Manchester United have made it very easy to be pessimistic about anything emerging from Old Trafford. Almost a decade of mis-management has made it the instinct of anyone with even a casual relationship with reality to be sceptical about the Red Devils’ prospects, despite the dawn of the latest of many new eras.
It has not been a smooth start for Erik ten Hag. The new manager hasn’t personally put a foot wrong, but those around and above him appear to be struggling to equip the Dutchman with the tools he needs for a mammoth rebuild.
The concern many supporters hold over the absence of any recruitment whatsoever so far this summer is fair. In a perfect world – which we all know Carrington exists outside – Ten Hag would like to have been joined on his induction day by some new faces when the first glut of players returned for pre-season on Monday.
But let us briefly fight that natural cynicism and ponder whether the picture right now at United might be as rosy at it could reasonably be.
Firstly, Ten Hag’s presence offers an immediate lift. Even before he’d got on the grass (trimmed to his exact specifications), the prospect of what impact a proper coach – of the like United haven’t had for a weirdly long time – might have on an undeniably talented group of players is reason enough to conjure up some optimism where little remained.
For the players who have moaned about the level of guidance and intensity of their workouts under the last two managers, the sight of Ten Hag putting down the cones is welcome indeed. The squads of recent seasons would be European champions if titles were won on excuses but their performances, certainly in comparison to their rivals, lends credence to their claims that they were not being pushed hard enough on the training ground. No taskmaster would have tolerated those performances.

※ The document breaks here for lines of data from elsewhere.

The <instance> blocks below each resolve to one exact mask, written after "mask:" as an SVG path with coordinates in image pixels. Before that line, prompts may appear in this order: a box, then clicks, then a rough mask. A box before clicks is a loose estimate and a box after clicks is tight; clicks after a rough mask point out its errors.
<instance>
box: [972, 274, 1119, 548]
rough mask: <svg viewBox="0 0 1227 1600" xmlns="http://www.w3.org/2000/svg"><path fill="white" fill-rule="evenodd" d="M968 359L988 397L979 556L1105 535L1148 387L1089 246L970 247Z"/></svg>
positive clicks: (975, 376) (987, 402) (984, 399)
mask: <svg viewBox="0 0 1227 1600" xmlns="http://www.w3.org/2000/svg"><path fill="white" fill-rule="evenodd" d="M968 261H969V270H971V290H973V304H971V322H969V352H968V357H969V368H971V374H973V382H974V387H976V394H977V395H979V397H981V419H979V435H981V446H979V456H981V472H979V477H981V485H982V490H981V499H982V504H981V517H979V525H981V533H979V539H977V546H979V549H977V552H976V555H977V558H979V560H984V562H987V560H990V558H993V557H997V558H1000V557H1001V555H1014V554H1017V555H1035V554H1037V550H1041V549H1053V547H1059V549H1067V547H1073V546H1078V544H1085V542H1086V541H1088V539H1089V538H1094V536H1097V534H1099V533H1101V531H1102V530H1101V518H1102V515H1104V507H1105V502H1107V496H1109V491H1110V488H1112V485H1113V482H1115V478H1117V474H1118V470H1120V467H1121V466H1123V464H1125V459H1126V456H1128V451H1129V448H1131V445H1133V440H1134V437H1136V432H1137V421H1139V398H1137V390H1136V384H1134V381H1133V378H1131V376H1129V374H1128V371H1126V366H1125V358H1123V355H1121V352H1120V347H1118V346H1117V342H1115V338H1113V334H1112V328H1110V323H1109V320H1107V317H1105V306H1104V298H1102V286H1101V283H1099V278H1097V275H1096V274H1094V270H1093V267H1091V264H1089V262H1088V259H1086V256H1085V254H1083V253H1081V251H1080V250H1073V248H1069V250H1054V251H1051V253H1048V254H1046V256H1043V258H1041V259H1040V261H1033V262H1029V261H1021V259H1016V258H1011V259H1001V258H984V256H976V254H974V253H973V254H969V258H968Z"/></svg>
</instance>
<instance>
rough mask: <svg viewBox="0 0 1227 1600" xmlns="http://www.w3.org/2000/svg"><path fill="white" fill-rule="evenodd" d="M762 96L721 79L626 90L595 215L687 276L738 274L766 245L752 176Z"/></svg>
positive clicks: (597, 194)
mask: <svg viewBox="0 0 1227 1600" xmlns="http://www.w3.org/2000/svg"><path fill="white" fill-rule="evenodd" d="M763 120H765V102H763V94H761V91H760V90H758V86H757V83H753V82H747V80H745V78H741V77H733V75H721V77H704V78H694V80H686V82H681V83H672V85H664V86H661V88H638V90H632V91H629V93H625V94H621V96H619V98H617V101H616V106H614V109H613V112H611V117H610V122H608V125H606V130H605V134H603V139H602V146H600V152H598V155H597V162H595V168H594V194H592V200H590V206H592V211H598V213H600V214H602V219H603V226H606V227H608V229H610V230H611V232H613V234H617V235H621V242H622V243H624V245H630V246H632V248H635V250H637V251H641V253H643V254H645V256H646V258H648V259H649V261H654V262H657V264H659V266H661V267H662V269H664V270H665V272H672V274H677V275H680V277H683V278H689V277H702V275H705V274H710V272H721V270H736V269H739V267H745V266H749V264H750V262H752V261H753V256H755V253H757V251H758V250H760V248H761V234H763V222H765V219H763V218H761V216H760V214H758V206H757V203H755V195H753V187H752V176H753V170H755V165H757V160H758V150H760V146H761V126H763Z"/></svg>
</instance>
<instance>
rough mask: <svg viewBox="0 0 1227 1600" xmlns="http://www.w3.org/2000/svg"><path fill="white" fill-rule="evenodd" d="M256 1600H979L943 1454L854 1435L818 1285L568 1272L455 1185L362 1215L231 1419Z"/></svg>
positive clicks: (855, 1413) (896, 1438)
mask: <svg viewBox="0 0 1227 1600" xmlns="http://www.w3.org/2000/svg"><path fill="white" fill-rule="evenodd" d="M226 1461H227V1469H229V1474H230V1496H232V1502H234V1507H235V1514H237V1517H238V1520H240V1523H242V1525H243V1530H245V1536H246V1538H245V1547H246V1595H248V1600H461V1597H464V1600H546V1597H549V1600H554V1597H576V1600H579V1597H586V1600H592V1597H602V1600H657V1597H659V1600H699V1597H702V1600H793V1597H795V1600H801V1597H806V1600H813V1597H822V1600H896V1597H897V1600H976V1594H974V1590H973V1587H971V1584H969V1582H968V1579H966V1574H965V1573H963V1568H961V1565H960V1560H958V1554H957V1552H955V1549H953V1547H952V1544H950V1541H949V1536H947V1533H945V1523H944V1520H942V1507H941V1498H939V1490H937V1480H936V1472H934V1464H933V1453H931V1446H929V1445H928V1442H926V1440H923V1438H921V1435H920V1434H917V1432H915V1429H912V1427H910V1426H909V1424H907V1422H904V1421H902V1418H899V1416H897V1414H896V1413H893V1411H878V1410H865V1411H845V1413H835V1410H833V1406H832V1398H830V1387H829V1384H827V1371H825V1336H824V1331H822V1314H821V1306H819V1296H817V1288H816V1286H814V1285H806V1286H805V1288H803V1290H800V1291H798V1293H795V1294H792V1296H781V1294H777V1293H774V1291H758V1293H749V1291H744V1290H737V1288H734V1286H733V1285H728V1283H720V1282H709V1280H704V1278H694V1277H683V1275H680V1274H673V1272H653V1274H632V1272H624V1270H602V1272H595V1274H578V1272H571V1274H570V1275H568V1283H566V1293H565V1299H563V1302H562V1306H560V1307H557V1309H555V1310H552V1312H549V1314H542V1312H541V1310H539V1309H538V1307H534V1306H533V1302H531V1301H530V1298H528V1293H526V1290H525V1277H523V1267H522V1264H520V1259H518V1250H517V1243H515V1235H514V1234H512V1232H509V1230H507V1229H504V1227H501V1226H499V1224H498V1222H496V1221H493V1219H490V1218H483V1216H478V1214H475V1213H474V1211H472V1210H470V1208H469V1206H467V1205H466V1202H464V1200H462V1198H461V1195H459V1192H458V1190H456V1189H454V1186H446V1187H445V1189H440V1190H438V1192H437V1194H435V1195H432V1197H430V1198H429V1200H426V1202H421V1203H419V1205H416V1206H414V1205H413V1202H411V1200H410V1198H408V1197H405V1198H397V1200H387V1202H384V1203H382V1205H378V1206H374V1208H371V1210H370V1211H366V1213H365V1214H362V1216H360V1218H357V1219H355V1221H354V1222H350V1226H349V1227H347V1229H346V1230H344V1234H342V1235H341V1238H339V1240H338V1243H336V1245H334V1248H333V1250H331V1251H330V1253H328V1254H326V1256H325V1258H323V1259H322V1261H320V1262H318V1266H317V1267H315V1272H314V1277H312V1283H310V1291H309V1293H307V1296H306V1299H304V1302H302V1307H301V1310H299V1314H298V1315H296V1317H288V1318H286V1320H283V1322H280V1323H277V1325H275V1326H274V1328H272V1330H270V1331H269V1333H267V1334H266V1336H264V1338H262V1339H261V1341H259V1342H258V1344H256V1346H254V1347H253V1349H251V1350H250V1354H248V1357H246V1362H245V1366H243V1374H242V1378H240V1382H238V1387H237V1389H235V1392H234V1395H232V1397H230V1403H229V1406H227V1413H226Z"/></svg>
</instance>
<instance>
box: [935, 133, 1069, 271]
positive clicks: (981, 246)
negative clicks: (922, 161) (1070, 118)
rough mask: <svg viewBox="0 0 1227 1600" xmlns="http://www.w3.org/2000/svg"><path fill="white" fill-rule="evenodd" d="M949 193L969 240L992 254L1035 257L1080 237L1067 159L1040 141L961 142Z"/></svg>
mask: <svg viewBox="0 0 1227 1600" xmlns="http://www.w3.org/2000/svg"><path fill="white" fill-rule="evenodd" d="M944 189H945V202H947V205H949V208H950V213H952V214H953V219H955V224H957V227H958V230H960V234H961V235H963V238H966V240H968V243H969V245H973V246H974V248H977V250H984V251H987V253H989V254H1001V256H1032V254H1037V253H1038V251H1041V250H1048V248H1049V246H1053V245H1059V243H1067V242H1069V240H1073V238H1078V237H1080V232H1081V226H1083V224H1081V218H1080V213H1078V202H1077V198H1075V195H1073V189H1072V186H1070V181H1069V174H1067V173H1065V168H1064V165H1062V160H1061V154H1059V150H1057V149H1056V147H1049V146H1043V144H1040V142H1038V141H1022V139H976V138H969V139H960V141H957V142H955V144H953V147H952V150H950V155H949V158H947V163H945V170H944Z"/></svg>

From what we know of Ten Hag, the culture of excuses and blame-shifting will have been banished upon the sweet release of the final whistle of last season. That cannot have escaped even this squad, with its collective and selective deafness. Some of the bad apples have gone, but some undoubtedly will remain. Ten Hag will be watching them more closely than the last couple of managers, who tended to leave the day-to-day coaching to their assistants. That isn’t to say that Ten Hag won’t delegate, but the new boss will doubtless be keeping the United squad on a much tighter rein. They need it.
Regardless of whatever improvement Ten Hag’s tuition will tease from United’s individuals and units, the squad absolutely needs strengthening. Ralf Rangnick advised eight to 10 recruits, a recommendation that came long after anyone at the club had stopped listening to him. But he probably had a point.
Recruitment on such a scale was never a realistic possibility, even if Ten Hag had agreed with his interim predecessor. United’s hierarchy, like many clubs, have never demonstrated an aptitude for multi-tasking and there seems to be a Frenkie-first approach to this summer’s shopping. We can criticise United for struggling to get that deal done – we have on multiple occasions, and probably will do again – but at least their focus on the Dutchman indicates that United are listening to the manager when it comes to determining their targets. In previous years, United would be throwing money at the likes of Ousmane Dembele and Paulo Dybala just to get a name through the door and on the back of £70 replica shirts.
Similarly, that United’s scouting network seems to stretch no further than the city limits of Amsterdam doesn’t have to be seen as failure. Ten Hag has clearly analysed the squad and recognises the scale of the job to bring them up to the level he wants, playing a style he wants. Shopping for players he knows will fit his criteria is just common sense, certainly in the immediate term, since a swift and tangible improvement is expected this season.
That can also be true while saying that expectations have rarely been lower. The bar for this season is what? Fourth place and an identifiable style of football? No recent United season has begun with qualifying for the Champions League viewed as a success by anyone not carrying the Glazer gene. With no real demand – yet – to keep pace with the likes of Liverpool and Manchester City, Ten Hag has time to get his message across to the players he has inherited and to add those he wants.
The teams Ten Hag needs to stay in touch with are not Liverpool and City but Chelsea, Arsenal and Tottenham. And perhaps Spurs simultaneously prompt the most concern yet reasons for optimism.
They were in a similar rut, perhaps not so deep, as United before Antonio Conte came in. The Italian showed what difference a top-class coach can make, even if the group of players is not to his particular taste. Now he has his feet under the table in north London after achieving that all-important fourth-place finish, Spurs are acting decisively, with an almost unsettling amount of competency, to bring in the players he prefers.
So on July 1, when the horror of the last campaign officially becomes ‘last season’ and the next one ‘this season’, United fans can allow themselves some flutters of positivity that this will indeed be a fresh start. As fresh as any could possibly be under the current ownership.